Но вся штука в том, что Пиго-Лебрен — прямой и смелый человек, нахально сам себя выставлявший безнравственным писателем, «проформа» требовала, чтобы юное воображение было удаляемо от знакомства с таким циником. Именно только «проформа», потому что никому не приходило в голову гнать меня из комнаты, когда читались «Природа и любовь», «Вальтер, дитя ратного поля» * и другие произведения безнравственнейшего из писателей того времени, равно помешанного на чувственности самой ядовитой и дразнящей, как на добродетели самой приторно-немецкой, и знаменитого даже нравственностью и добродетелью, немца Августа фон Лафонтена. Многим, в особенности помнящим только стих Пушкина:
Роман во вкусе Лафонтена * ,приговор мой насчет безнравственности этого и других подобных ему в это время романистов покажется, по всей вероятности, парадоксальным; но в сущности, если уж говорить о безнравственности или вреде литературных произведений, то дело выйдет совершенно так. Молодое сердце и даже, проще говоря, молодая чувственность не так легко, как вообще думают, поддаются цинически-нахальному, не таящему себя под покровами разврату. До этого надобно дойти, а сначала нужны непременно приманки, покровы, некоторая таинственность, нужно то, что вообще сообщает прелесть всем запретным плодам. В самой женщине натуру благоустроенную влекут сначала именно такие же свойства…
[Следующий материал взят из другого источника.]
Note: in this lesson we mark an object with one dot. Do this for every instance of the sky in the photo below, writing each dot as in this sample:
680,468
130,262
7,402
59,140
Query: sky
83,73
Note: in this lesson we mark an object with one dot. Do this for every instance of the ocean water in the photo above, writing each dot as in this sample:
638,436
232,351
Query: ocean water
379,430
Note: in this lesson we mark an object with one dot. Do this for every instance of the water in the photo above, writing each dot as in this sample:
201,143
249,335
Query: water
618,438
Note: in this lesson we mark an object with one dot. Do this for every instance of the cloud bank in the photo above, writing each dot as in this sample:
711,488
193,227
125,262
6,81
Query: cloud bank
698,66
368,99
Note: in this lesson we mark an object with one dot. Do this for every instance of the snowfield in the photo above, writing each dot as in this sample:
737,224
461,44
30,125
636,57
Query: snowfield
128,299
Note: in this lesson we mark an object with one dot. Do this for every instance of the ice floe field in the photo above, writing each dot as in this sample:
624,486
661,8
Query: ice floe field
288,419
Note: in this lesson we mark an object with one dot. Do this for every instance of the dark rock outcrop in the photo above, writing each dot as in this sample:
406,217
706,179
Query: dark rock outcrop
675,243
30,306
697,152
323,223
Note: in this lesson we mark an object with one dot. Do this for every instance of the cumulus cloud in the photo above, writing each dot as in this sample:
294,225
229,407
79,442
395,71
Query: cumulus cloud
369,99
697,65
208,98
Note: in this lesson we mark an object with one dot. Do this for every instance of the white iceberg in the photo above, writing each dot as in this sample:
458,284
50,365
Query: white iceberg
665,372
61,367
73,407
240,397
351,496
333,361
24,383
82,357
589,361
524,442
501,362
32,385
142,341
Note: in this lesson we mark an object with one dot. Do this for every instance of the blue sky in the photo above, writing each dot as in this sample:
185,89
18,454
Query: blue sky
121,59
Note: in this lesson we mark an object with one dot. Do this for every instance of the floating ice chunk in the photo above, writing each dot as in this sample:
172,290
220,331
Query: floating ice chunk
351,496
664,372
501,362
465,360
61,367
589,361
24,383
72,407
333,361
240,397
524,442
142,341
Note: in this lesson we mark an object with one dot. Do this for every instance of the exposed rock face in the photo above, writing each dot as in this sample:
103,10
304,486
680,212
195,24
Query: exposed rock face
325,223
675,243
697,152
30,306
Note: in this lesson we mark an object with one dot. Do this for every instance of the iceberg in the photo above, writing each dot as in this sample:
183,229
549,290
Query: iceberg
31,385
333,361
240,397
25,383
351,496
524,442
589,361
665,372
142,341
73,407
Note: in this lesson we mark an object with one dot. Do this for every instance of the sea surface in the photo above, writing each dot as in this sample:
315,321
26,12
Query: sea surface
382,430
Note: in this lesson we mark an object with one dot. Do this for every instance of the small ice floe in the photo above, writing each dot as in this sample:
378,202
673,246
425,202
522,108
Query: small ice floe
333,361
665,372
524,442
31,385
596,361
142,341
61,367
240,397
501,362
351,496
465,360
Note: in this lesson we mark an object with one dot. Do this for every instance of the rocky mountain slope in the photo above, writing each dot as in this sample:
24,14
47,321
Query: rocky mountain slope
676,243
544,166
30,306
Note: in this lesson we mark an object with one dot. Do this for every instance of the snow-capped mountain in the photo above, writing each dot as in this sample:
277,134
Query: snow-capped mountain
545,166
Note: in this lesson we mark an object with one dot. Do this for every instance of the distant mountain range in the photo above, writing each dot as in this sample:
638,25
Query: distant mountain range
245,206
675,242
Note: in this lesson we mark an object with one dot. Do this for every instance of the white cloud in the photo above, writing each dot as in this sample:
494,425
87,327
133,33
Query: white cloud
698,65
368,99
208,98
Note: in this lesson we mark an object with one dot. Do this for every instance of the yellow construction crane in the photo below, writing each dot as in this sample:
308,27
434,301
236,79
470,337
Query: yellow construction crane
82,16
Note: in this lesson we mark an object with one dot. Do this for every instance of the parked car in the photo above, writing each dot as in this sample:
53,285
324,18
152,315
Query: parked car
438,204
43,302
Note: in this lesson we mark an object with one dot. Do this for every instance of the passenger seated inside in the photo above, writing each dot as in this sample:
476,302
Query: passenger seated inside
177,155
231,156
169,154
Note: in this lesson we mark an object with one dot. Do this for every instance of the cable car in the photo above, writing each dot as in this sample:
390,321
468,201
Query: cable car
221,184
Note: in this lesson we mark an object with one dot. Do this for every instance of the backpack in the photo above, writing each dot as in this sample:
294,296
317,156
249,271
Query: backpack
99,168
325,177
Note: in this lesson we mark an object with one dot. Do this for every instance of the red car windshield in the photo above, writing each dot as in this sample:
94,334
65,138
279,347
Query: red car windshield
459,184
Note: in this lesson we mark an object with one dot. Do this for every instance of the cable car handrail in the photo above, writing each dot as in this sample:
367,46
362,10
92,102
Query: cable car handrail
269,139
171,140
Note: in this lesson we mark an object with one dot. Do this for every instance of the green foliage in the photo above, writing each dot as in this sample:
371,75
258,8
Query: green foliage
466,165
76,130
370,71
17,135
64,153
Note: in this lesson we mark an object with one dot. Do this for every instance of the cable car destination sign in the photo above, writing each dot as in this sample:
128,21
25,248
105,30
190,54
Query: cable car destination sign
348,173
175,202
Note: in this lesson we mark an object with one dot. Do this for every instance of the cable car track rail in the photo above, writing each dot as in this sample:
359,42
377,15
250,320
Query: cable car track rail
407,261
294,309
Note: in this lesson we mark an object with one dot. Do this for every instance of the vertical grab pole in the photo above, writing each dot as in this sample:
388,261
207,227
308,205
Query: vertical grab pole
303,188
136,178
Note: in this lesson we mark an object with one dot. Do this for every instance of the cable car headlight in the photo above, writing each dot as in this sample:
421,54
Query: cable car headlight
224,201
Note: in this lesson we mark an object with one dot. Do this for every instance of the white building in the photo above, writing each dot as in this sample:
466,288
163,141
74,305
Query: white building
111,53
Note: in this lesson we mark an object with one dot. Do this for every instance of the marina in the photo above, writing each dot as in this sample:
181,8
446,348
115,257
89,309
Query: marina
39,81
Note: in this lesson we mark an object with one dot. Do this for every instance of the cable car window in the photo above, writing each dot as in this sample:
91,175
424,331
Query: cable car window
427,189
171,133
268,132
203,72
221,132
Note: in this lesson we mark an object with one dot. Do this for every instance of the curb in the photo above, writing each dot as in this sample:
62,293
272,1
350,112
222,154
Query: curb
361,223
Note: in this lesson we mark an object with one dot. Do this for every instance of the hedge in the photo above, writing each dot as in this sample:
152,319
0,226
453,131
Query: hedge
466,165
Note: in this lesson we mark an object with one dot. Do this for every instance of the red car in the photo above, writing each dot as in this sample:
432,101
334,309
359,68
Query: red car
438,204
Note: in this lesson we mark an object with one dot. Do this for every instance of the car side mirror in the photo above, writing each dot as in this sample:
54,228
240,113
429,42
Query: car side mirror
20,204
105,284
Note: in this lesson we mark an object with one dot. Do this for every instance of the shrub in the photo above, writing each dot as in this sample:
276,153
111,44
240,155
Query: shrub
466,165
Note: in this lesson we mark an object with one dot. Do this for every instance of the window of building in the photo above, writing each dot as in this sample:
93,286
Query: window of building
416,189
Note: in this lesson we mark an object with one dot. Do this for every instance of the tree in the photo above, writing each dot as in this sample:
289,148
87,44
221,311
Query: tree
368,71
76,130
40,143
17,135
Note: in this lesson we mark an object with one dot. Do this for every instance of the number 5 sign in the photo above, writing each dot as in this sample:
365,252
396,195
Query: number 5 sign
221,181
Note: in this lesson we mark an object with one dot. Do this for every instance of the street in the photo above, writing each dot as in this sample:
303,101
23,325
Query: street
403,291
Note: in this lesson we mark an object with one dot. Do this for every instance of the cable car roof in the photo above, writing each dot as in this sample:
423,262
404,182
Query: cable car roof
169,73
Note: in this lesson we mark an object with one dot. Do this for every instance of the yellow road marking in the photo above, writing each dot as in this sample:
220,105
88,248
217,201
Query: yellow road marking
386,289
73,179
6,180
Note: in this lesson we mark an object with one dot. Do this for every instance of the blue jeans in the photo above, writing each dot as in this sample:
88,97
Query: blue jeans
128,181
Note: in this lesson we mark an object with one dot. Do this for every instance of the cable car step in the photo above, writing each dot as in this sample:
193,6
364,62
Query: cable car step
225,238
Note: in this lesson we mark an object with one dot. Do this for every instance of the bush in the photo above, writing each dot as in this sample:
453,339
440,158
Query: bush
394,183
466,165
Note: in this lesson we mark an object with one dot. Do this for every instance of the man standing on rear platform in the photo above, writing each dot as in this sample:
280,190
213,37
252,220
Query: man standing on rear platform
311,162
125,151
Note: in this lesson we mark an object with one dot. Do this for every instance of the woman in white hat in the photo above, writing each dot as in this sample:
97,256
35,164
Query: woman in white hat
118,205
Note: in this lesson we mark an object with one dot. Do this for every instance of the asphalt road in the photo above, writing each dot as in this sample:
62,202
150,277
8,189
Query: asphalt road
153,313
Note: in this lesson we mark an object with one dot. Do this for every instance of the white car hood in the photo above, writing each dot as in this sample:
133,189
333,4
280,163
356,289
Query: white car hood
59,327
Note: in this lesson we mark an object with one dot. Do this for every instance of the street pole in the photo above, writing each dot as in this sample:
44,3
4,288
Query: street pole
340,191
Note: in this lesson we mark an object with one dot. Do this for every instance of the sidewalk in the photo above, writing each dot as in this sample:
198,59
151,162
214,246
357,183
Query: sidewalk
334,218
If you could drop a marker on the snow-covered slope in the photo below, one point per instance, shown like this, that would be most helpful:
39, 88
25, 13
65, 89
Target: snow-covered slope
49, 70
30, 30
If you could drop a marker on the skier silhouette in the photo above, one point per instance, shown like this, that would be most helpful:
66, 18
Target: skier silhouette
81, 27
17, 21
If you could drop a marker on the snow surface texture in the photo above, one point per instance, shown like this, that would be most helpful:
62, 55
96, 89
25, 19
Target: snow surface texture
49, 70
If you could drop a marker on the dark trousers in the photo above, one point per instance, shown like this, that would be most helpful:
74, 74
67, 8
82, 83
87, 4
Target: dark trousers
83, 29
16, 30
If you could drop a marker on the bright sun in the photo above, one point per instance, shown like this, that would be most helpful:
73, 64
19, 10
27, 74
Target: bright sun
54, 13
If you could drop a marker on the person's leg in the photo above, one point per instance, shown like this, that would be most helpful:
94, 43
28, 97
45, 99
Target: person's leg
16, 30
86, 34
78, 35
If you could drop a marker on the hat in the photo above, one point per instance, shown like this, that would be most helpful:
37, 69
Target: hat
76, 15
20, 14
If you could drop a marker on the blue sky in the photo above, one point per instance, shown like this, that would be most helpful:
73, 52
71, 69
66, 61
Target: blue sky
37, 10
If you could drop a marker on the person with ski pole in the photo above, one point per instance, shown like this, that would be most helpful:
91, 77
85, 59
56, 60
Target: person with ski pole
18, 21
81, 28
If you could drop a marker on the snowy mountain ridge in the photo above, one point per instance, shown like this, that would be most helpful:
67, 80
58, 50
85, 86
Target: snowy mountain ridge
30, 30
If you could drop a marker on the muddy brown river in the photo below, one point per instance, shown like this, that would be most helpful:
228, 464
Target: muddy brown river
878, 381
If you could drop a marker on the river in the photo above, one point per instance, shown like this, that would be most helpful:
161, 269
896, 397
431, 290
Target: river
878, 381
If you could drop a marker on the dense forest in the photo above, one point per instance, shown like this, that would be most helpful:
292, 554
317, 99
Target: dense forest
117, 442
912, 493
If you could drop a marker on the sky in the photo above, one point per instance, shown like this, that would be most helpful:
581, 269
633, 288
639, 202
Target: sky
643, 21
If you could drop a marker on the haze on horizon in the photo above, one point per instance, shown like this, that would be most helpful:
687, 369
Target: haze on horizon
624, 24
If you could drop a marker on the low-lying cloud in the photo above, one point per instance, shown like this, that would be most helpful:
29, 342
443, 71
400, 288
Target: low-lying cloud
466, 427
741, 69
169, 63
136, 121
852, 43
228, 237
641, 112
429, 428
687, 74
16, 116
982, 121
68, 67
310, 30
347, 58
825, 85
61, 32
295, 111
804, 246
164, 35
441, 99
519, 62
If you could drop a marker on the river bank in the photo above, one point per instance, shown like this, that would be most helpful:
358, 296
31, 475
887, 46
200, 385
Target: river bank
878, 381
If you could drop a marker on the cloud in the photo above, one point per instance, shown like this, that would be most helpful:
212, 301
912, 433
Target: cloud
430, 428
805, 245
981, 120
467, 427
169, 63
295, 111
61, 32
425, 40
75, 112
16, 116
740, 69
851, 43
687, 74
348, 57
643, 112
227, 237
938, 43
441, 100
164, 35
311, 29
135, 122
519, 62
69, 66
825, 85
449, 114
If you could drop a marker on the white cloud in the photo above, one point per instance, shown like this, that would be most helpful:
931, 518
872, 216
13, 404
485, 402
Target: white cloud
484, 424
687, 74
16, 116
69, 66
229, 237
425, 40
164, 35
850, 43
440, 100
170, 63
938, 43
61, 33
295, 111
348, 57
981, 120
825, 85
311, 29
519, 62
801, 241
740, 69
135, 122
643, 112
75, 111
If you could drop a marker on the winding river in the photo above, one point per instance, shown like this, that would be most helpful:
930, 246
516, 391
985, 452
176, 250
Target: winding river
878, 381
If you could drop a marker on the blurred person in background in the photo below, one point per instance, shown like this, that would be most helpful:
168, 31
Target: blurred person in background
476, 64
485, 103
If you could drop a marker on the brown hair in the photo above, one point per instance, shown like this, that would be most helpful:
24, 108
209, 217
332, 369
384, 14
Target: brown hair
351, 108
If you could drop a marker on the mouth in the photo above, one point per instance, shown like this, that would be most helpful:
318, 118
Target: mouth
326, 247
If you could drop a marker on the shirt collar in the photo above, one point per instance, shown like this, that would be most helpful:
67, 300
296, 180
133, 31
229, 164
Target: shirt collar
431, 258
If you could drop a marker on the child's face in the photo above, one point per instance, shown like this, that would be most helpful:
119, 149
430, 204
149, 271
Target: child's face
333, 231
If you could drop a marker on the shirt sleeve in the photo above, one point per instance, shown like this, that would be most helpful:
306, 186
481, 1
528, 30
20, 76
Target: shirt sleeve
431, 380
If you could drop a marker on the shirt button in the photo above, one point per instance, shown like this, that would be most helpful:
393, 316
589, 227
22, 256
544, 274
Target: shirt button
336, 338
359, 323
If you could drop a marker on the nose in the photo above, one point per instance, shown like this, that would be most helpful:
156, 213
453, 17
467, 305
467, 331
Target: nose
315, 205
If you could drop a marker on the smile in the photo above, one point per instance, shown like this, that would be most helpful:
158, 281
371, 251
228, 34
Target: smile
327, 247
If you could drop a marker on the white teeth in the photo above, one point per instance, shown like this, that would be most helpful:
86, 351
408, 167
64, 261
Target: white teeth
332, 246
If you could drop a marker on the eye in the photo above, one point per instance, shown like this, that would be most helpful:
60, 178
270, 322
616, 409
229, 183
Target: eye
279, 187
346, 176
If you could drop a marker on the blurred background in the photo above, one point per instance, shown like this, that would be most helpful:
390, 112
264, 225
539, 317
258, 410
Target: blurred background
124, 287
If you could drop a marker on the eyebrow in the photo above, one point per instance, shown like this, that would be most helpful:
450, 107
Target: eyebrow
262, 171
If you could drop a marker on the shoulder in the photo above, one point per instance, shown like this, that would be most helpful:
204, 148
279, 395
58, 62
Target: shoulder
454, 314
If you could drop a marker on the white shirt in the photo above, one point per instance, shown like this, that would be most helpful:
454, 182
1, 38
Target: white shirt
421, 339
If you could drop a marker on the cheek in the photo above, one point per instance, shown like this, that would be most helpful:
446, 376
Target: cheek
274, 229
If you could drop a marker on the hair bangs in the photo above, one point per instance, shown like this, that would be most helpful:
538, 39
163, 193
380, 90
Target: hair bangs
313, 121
Из читателей даже не совсем молодого поколения, а только несколько помоложе того, к которому принадлежу я, никто, конечно, не читал сентиментально-чувственной дичи добродетельного немецкого романиста, с чем я их от души поздравляю, потому что время, которое было бы употреблено на это совершенно пустое и праздное чтение, с большею пользою пошло, вероятно, хоть на игры на свежем воздухе, а тревожное чувство, которое бы оно непременно возбудило в их существе, находило себе, и притом в пору, позднее, правильный и жизненный, а не книжный выход. Но с другой стороны, не совещусь я нимало сам признаваться и в этом чтении и в немалом влиянии этого чтения на мое развитие. Так было, так сделалось: я-то, спрашивается, чем тут виноват?